About the Countdown Levee
Countdown Levee is a visual study of time erosion. The starting and ending times, that are submitted through a form, are passed on to the Countdown Levee and translated visually into water bars that show the amount of time remaining.
Please note that the countdown is dependent upon your computer's clock, and the time derived from it is used to calculate the time remaining.
Like real world levees, this countdown water clock will function by giving water to the volume that is less by taking water from the higher volume. In the case of this clock, an empty bar takes from a more concentrated unit of time to replenish itself when it is depleted. For example, if seconds reaches the bottom, it takes a unit of one minute to replenish itself. The process is repeated in the other time bars whenever a bar needs to be refreshed with a larger unit of time.

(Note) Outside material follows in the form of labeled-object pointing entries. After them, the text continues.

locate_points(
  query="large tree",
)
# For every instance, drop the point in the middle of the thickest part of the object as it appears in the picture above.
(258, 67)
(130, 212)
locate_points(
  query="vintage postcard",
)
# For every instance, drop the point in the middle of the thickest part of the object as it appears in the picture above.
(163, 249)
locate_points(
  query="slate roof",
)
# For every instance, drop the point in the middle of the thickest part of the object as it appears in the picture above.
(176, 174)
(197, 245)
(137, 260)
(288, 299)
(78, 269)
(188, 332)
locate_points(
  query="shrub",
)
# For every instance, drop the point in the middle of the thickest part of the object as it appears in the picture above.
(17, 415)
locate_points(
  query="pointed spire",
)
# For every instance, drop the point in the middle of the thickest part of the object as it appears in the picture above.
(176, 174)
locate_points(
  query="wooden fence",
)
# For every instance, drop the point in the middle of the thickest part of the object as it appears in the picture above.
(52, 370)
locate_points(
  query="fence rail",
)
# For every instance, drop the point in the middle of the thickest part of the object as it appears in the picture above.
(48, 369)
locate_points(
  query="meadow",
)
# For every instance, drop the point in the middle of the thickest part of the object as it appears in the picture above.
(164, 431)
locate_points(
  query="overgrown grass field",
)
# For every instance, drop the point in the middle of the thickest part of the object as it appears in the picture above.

Each column is dependent on one another for water or time. The following scheme is the basis for the levee relationship:
bar 1 = 100 years/1 century
bar 2 = 12 months/1 year
bar 3 = 30 days/1 month
bar 4 = 24 hours/1 day
bar 5 = 60 minutes/1 hour
bar 6 = 60 seconds/1 minute
The only column that cannot replenish itself is the years column. Once all the years, months, days, hours, minutes, and seconds are depleted, the water clock ceases to function.
The passage of time itself moves onward with or without us, leaving our lives, objectives, and opportunities intractably behind. What time we have left is limited and our careful use of it depends on our actions. It is my hope that Countdown Levee will be fun and useful, but most of all, I hope that it will make us all more aware of the precious time that remains.